1. It automates more tasks on the factory floor.
This is perhaps the most obvious benefit software brings to manufacturing: It enables automation and, therefore, reduces labor costs. Major global companies like Siemens, Autodesk and Sandvik already make software, including CAD/CAM technology and robotics, to automate core manufacturing processes.
But other, smaller companies are introducing innovative technology that touches all aspects of the manufacturing process. This ranges from lean materials management—making sure raw and in-process materials are managed efficiently in factories, including in inventory—to “digital-manufacturing engineering,” which helps manufacturers quickly design and implement new production processes.
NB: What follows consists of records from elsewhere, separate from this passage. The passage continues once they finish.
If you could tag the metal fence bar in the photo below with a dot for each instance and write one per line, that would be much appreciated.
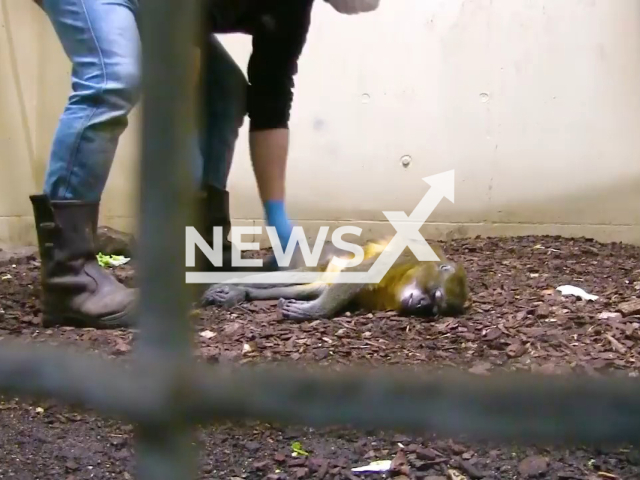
(520, 407)
(166, 449)
(165, 392)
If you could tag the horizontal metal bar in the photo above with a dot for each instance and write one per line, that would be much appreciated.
(521, 407)
(83, 379)
(506, 406)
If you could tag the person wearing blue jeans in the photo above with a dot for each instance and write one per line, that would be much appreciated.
(102, 41)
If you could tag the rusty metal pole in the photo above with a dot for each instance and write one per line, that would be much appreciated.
(165, 448)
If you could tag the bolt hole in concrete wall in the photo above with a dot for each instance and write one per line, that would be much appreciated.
(535, 105)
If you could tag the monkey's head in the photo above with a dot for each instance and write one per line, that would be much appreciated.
(435, 288)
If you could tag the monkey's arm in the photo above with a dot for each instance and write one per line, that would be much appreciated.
(332, 300)
(231, 295)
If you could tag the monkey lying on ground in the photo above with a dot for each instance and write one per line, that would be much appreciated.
(410, 287)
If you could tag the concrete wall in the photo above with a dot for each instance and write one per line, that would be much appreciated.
(536, 105)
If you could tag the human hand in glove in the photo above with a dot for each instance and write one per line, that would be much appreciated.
(353, 7)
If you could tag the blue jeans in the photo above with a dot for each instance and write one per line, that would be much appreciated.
(102, 41)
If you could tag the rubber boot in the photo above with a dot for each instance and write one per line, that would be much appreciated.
(76, 290)
(214, 212)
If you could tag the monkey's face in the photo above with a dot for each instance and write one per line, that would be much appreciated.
(438, 290)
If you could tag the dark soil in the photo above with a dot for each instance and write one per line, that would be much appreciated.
(517, 321)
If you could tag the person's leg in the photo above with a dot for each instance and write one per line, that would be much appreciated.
(101, 39)
(223, 88)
Another emerging area is MES (manufacturing execution system) software, which sits as a new, functional layer between existing ERP (enterprise resource planning) and process-control systems inside manufacturing organizations. MES software manages the production of manufactured goods from raw material to finished product, yielding analytics to help plant managers fine-tune processes and systems.
An MES system can help minimize waste while cutting sheet metal, for example, or allow manufacturers in highly regulated industries (e.g., food and beverage, electronics, aerospace and defense) to better meet compliance requirements and customer expectations.
2. It allows the human workforce to communicate.
In today’s smart factories, problem-solving means finding new ways to tap the talents of front-line workers—those who are best suited to identify new system efficiencies—and finding better ways for workers to communicate.
Companies like Redzone produce software that helps workers communicate and solve problems via chats, video calls and other digital workflows through mobile devices deployed on factory floors. The software connects frontline workers with managers, allowing for quicker, on-the-fly problem-solving, and even allows managers to deliver digital kudos.
This new class of modern manufacturing-focused communication tools can also help workers go paperless with safety and compliance audits, prevent equipment breakdowns and expand their skills with additional training. Improved collaboration via software means improved employee engagement and productivity and reduced churn. Perhaps most importantly, all workers gain an expanded sense of how their contribution advances the company’s goals.
3. It enhances product quality.
One of the biggest arguments for reshoring is the superior product quality manufacturers can get at a U.S. facility. Today’s software is helping ensure quality control in factories, too: MES solutions, for example, automate production data collection and allow manufacturers to monitor production in real time, enabling them to detect quality issues early on.
This helps manufacturers improve product quality and customer experiences, as well as decrease liability risks. Software can help optimize the quality of both products and processes, too, by enabling manufacturers to parse ever-increasing reams of data.
Rockwell Automation’s 2023 State of Smart Manufacturing Report found that a full third of existing manufacturing data goes unused, and many manufacturers lack the ability to use data to make decisions (pg. 29). As we move into the next era known as “Industry 4.0,” the interconnected nature of IoT (Internet of Things) will create even more data and fuel a need for software to aggregate data from multiple sources, analyze historical trends and then optimize processes based on patterns they identify.
Reshoring for tech products seems here to stay, and it’s only possible economically thanks to software that facilitates work at every step in the manufacturing process.
This material, based solely on the opinions of Morad Elhafed, is provided for informational purposes, and it is not, and may not be relied on in any manner as, legal, tax or investment advice or as an offer to sell or a solicitation of an offer to buy an interest in any fund or investment vehicle managed by Battery Ventures or any other Battery entity.